Apple doit-il son succès uniquement à Steve Jobs ? C’est la question que beaucoup se posent et secrètement, les admirateurs du mythique fondateur de la firme de Cupertino espèrent la chute de l’entreprise pour que la légende Steve Jobs puisse enfin s’épanouir comme il se doit. Le marché reflète actuellement ce non-dit, ce dernier ne se réduisant pas aux bourses et analystes financiers, il inclut les acheteurs du monde entier.
Bien sûr, l’homme était imparfait. Patron tortionnaire, dévoreur de chair fraîche quand il s’agit de travail, de pommes quand il s’agit de nourriture, Steve Jobs, comme tout être anormal avait ses bons côtés et ses mauvais.
Mais qu’à cela ne tienne ! Une fois l’homme mort, le mythe prend le pas sur la réalité. Même si le « négatif » persiste dans la mémoire collective, il y a un besoin plus grand pour la société qu’il convient de combler. Le besoin d’avoir une idole, un modèle à suivre guidant les pas errants de tous ces entrepreneurs en quête d’innovations.
L’innovation, encore elle, mère d’une croissance sans laquelle aucune issue à la crise ne semble envisageable, elle se décline aujourd’hui à l’infini, dans tous les domaines de la vie. L’innovation influence la création. Un entrepreneur crée une entreprise, mais il la développe, la fait croître par l’innovation. Les produits livrés aux consommateurs sont maintenant top design, repoussant toujours plus loin la création artistique dans un imaginaire industriel.
L’art a de tout temps été lié à la religion et à la politique. Il n’est donc pas anodin de noter cette translation de l’art vers l’économie. Plus que tout autre entrepreneur, Steve Jobs a accéléré ce basculement, incitant à « penser différemment ». Avant l’I-Phone, le Mac était déjà l’ordinateur des designers, des communicants.
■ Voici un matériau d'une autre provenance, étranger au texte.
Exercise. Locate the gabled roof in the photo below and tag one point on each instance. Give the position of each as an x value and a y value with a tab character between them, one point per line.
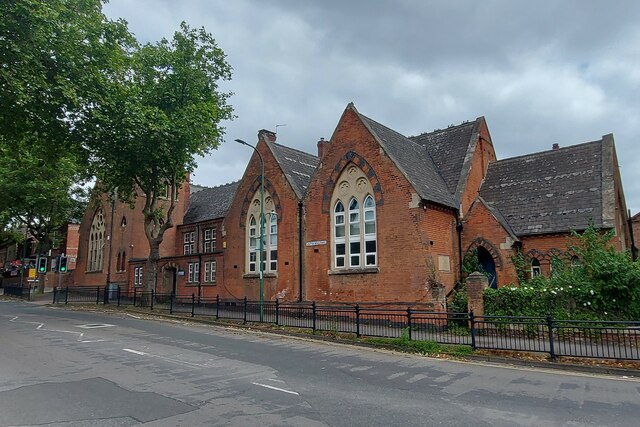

N’est-il pas ironique que la pomme fut choisie comme emblème par Steve Jobs, peut-être à cause de ses goûts culinaires ? La légende du choix de la pomme reste intacte, car personne ne sait réellement ce qui a orienté la décision. Ce qui semble sûr, c’est qu’il n’y avait pas de lien avec le fruit de la Bible, celui qui fut croqué par Adam sous l’influence d’Eve. La pomme d’Apple fut croquée, non pas désir de connaissance, mais par besoin de reconnaissance par le public… En effet, le logo aurait pu aussi bien évoquer une tomate s’il n’avait été croqué.
Toujours est-il que les innombrables fans du grand prêtre des nouvelles technologies, marché compris, ne peuvent qu’après avoir rendu un hommage financier posthume à leur idole, en faisant crever les plafonds boursiers à Apple, souhaiter la chute de la pomme pour que s’épanouisse pleinement le mythe de son fondateur. Une chute, métaphore du premier logo de la firme, celui de Newton lisant sous son arbre, la pomme illuminée étant à deux doigts de lui tomber sur la tête.